When Aydemirski is asked about the impact of some countries’ fear of Chinese espionage on Huawei’s market position, he replies: “We cope with the uncertainty of international politics with the certainty of legal compliance, and we have maintained our leading market position. That is because of the technology and the way we deliver.” So what is his stance in view of the fact that geodata is privacy related in many applications? Aydemirski fiercely states: “Huawei is a 100%-staff-owned private company. We have never and will not provide any government with any access to any customer’s data. Cybersecurity is Huawei’s number-one priority, and an area in which we invest heavily. We fully agree with the need to ensure the security and integrity of national networks and we are very much willing to work with governments and with the rest of the industry. We have established cyber security test centres in the UK and Germany and, in March, a third centre is opening in Brussels. These centres provide full transparency on our solutions to governments and other stakeholders. Despite the allegations, we have a proven track record of providing secure products and solutions. In my view, today’s ICT supply chain is highly globalized, so cyber security needs to be addressed jointly at a global level, and equipment vendors should not be treated differently based on their country of origin.”

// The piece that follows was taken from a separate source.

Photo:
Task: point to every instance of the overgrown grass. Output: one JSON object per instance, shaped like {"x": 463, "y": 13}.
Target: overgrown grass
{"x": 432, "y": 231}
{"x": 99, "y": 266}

Huawei has invested US$2 billion in 5G research and standardization alone, and Aleksandar Aydemirski is happy he can put this to good use by partnering with telecom companies to support the first round of commercial 5G network launches this year. The increase in business growth of the professional drone market will follow. “Initial services for 5G will vary in different parts of the world, but the leading operators will not take long to make vertical applications for UAVs a high priority. The competition with aerial surveying will be easier to win. New types of added-value service providers will appear, but better time management will be the first asset of 5G in all normal data-collecting processes. If a drone is able to transmit data to the operator in real time, that data can be analysed while flying and the operator just needs to alter the location of the airborne drone to optimize the data collection. The update frequency of topographical datasets or infrastructure inspections can be much higher, because it will be much cheaper and easier than with manned aircraft. The same goes for the use of drones by the police in monitoring events.” He cannot predict whether it really will take ten years before every geoinformation specialist using UAVs can benefit from 5G. “But the mindset about the time frame is changing. I see a growing level of trust between different industries, and converging visions about opportunities. Utopia is starting to materialize."